Considerations on how we will use it

(see the architecture for more info)

  • One stack instance communicate with one couchdb 2.x server or cluster. The couchdb server/cluster has a lot of databases (nb_users x nb_data_types). The pair stack+couch should handle as many active users as possible. Number of unactive users must not impact perfs too much. Note : definition of active user TBD (mobile app and 3rd party software are syncing using *dav and some background jobs like fetching banks accounts and threshold alerts )
  • HTTPS between stack and couchdb is not a priority. If it’s an option, it will allow more flexibility for ops team, but we can always find alternative solution to secure channel between stack and couchdb and self-hosted users will probably have both on an single machine.
  • We wont keep changes feed open, as it was identified in couchdb workshop as the limiting factor on number of databases we can have and we want to have a bazillion databases. We will probably do some kind of polling, this will need to be investigated deeper.
  • Binaries will NOT be stored in couchdb. We will only store in couchdb reference to the file in another storage solution (FS / Swift)
  • The stack will use couchdb in 2 ways :
    1. Just proxying to/from the client, we will still need to parse the JSON, but will only read or changes a few special fields (_id, _type, _tags ....) for ACL and then pipe it to/from couchdb. We wont need to make sense of the whole document and can eventually get away without parsing it on some routes.

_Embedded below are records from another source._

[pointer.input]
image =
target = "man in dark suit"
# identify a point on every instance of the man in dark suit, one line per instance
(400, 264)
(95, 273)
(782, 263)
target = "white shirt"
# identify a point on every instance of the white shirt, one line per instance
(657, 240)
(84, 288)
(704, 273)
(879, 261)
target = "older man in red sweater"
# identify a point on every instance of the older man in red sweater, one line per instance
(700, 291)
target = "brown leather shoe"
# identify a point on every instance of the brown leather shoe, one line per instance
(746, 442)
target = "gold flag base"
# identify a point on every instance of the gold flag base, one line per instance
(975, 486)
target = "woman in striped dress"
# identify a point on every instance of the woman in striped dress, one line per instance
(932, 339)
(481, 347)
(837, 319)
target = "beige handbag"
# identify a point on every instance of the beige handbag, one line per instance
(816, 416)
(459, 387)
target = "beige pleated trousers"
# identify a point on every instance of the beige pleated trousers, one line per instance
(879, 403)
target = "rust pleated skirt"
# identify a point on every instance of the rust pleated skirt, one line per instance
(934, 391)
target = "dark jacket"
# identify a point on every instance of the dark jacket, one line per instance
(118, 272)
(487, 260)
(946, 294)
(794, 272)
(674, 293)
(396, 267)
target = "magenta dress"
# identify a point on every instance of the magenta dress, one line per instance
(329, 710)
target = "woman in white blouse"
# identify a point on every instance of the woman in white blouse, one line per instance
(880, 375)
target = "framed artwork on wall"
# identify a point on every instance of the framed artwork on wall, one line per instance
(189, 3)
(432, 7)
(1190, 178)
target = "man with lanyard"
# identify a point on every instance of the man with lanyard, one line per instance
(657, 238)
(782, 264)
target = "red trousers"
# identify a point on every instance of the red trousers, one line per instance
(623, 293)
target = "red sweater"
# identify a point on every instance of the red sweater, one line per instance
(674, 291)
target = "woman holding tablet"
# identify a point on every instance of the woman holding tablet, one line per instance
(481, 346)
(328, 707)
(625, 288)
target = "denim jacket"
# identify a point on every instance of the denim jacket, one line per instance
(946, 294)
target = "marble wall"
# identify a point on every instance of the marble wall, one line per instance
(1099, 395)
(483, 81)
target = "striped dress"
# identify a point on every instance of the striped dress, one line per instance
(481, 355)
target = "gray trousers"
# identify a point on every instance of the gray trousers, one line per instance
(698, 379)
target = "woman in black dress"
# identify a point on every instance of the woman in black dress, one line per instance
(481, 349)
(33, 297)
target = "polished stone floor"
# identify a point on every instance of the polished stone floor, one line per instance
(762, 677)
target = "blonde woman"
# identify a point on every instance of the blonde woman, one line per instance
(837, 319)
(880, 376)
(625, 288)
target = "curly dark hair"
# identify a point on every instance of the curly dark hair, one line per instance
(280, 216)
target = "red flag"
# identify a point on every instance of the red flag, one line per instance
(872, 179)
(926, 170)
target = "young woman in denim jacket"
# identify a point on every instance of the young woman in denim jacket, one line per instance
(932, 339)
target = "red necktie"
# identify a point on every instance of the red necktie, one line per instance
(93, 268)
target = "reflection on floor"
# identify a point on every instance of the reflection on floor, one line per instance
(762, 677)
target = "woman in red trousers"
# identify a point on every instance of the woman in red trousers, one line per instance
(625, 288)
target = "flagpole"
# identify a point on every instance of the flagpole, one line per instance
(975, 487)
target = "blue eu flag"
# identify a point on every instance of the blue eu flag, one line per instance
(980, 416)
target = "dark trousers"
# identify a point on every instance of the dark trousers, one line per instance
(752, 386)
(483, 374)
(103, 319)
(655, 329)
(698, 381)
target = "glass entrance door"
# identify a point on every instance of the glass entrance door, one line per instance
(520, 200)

This part should be totally flexible on the json content.
    2. Some APIs and Jobs will need to make sense of the given documents, so (un)marshal them from/into smarter struct (CalendarEvent) to be used in business logic.

Analysis

  • They are all relatively similar in term of API. rhinoman has some more functions that we will need but lack changes feed.
  • They all have a struct for database which hold configuration, as most of our request will be on different databases, we will have a great churn for these structure. This is less than optimal for RAM & GC, but probably insignificant against JSON parsing.
  • They all use JSON Marshal et encode to accept any interface{} as couchdb doc.
  • They are all relatively inactive / stable, not sure if it is because they are “finished” or abandonware.
  • No library has a notion of pooling connection. This is handled at the net/http.Transport level in golang.
  • Only the first library has option for fine-tunning of the internal Client/Transport,
  • No library support couchdb2 mango

Going further (thanks @tomquest)

Another advantage of a DIY solution: building exactly what stack needs. This is orienting the CouchDB access code for Cozy usage. And this could be implemented as a DSL.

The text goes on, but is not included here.